By the way, the time machine of choice is always the Time
Machine from the classic film of the same title. Blue police boxes are fine, as are gullwing sports cars, but
any time traveller who decides to fling themselves into an uncertain future at
a rate greater than the standard one second per second, and does so in a
machine built around a comfy armchair, deserves huge respect. Indeed, a comfy armchair is a reliable
way to travel into the future in the conventional way, meaning you arrive at
your destination, say lunchtime or when the pub opens, refreshed and ready for
action.
To the media, the Kippers are an amusing distraction posing
no real threat. Unlike
conventional far right political movements that shave their heads and beat up
ethnic minorities, Kippers are usually sedate right up to the point when they
say something so unbelievably racist your arse clenches so hard it
squeaks.

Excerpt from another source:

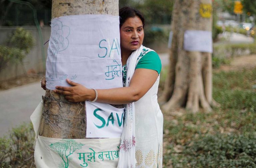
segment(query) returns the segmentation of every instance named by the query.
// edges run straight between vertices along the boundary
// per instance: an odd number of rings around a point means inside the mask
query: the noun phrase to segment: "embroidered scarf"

Then they keep on talking
as if nothing had happened.
There is a school of thought that Kippers are not racist at
all, and that they just consider that the EU is a failed project that the UK
would be better off out of.
Judging by what’s reported however, that’s far too sophisticated a
school of thought. The school of
thought occupied by UKIP is not one, one feels, that would be highly rated by
Ofstead. More likely, Kippers
consider that the EU is a failed experiment of the type usually devised by mad
foreign scientists in old Universal movies and the UK, or more precisely the
paler parts of the UK, would be much better off out of it. It would mean we could pass our own
laws, eat whatever cheese we wanted, and birch homos without some jumped up
foreign judge who has never touched cheddar in his life.
The media bloody love Kippers but I’m not sure what’s more
dangerous, taking them seriously or not taking them seriously? A sixty minute programme about the
economic impacts of EU policies on, say, fish, would hardly make for riveting
viewing, but a slightly overweight woman with views even more worrying than her
hairstyle, who is not afraid to express those views? Now we’re talking, usually about forigners.
The interesting thing is that all the mainstream political
parties dislike UKIP, either because it poses a threat to their share of the
vote or because their policies are repugnant. Part of the English national character is to side with the
underdog, and maybe that’s part of the appeal of being a Kipper, and proud.